Magnetic inclinations derived from sediments are sometimes influenced by compaction, producing values that are too shallow. Until the influence of compaction can be determined from shore-based studies, we believe that the inclination values should be treated with caution. However, it is encouraging that the magnetic inclinations obtained from basalt samples in Cores 192-1183A-54R and 55R (Table T13) produce very similar inclination values. The inclination values may also be influenced by any tilting of the sedimentary formations, but we found the sedimentary layers to be horizontal where depositional surfaces were apparent, indicating that there has been no major systematic tilting.
We performed detailed AF demagnetization on all coherent basalt pieces that could be oriented unambiguously with respect to the top of the core. All pieces contained a vertical secondary component most likely induced during drilling. In almost all cases, we were able to remove this secondary magnetization by 10- to 20-mT AF demagnetization and isolate the ChRM direction at higher fields (e.g., Fig. F88B). Another problem encountered during half-core measurements on basalt pieces relates to the broken nature of the basalt cores. Because the short pieces have no relative azimuthal orientation, we observed a magnetic interference of one piece on the next within the relatively large (~15 cm) measurement region of the pass-through magnetometer. This problem is exemplified by data from Section 192-1183A-55R-1 (Pieces 4A-4E) (Fig. F93). Principal component analysis for all measured points in this interval reveals that the pieces have different declinations (i.e., the pieces have no relative azimuthal orientation). Pieces 4A-4C are <10 cm in length, and there is significant interference, leading to low NRM intensities and varying inclinations. Pieces 4D and 4E are sufficiently long (>15 cm), so that, in the middle of these pieces, we can define the characteristic inclination. Note that pieces 4D and 4E both give a consistent estimate of inclination of -47°.

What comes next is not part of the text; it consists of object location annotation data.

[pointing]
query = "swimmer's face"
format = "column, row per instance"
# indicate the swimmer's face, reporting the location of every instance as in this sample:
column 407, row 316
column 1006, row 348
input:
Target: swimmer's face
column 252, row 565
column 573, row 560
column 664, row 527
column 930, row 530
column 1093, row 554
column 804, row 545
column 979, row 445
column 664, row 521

We used the following criteria to select only reliable inclination values. The pieces had to be at least 15 cm long, the maximum angular deviation of the principal component analysis had to be <3°, and the pieces had to be homogeneously magnetized. Of the 181 pieces analyzed, only 25 fulfilled these criteria (Table T13). In order to test the half-core data, we demagnetized one discrete sample from Section 192-1183A-65R-1 (Piece 3). This discrete sample yielded an inclination of -38.8°, in good agreement with -38.7° for the half-core measurement.
Although the NRM intensities are quite variable, we identified a distinct difference between the upper and lower basement units. The upper units (Units 2B-4B) are generally more weakly magnetized and have Koenigsberger ratios (Q in Table T13) of <10. Units 5B to 7, however, are more magnetic and, although variable, have many Q values >10. Whereas on the basis of the NRM intensities we are able to distinguish only two units in the basement samples, stable magnetic directions indicate considerably more variation both between units and, more importantly, within units, indicating that the basement units as defined (see "Igneous Petrology") contain many distinct subunits. Significant changes in inclination values within Units 5B and 7 suggest that these units contain at least three subunits with thicknesses of ~5 m.